暗号資産(仮想通貨)に注目が集まっている。ウクライナ政府が仮想通貨による寄付を募り、100億円以上が集まった一方、対ロシアの国際的な金融制裁の逃避先としての懸念も指摘される。バイデン米大統領は仮想通貨関連の大統領令に署名。世界が仮想通貨の「活用と規制」のバランスを模索しようとするなか、代表格のビットコインの値動きはここ数カ月間、方向感を失っているという。
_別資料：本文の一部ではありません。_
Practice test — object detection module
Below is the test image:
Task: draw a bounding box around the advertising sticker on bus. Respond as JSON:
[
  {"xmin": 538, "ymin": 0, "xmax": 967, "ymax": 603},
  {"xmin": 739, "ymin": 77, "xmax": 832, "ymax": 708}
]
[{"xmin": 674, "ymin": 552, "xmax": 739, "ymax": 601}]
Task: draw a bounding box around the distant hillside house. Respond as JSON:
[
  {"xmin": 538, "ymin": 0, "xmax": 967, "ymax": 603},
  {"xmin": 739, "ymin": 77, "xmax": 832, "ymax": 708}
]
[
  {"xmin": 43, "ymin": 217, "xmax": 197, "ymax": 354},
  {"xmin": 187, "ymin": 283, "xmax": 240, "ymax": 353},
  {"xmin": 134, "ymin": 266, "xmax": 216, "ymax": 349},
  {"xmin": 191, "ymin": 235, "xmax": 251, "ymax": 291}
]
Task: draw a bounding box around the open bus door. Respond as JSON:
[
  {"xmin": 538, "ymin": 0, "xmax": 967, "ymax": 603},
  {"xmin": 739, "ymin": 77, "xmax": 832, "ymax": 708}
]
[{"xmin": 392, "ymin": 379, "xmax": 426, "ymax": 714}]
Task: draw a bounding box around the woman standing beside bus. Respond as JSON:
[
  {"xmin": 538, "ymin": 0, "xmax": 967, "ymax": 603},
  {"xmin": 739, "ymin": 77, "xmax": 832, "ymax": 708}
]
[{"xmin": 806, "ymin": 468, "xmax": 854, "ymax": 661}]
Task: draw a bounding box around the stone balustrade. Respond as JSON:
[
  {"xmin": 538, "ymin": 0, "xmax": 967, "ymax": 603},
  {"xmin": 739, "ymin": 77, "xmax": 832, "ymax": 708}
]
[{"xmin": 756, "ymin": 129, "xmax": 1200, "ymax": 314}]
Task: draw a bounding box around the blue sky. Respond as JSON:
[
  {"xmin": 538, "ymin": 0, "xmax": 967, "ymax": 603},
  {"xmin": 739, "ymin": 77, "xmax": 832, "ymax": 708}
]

国内の仮想通貨交換会社最大手のビットバンク(東京・品川)の長谷川友哉マーケット・アナリストに背景を聞いた。

長谷川友哉(はせがわ・ゆうや)
長谷川友哉(はせがわ・ゆうや)
2017年、英エセックス大学大学院修了後、フィンテックベンチャーのアナリストとして仮想通貨の相場をウオッチしてきた。19年、ビットバンク入社。

足元の仮想通貨相場の動きを教えてください。

長谷川友哉・ビットバンク・マーケット・アナリスト(以下、長谷川氏):曖昧だ、というのが正直な感想です。1月初頭、2021年12月のFOMC(米連邦公開市場委員会)議事要旨が公開され、利上げだけでなく、量的引き締め(国債など保有資産の圧縮)について議論が進んでいることが明らかになりました。市場にとってはサプライズで、ボラティリティー(変動率)が高い資産から資金を引き揚げる「リスクオフ」の動きが加速した結果、株式市場と同じようにビットコイン価格も下落しました。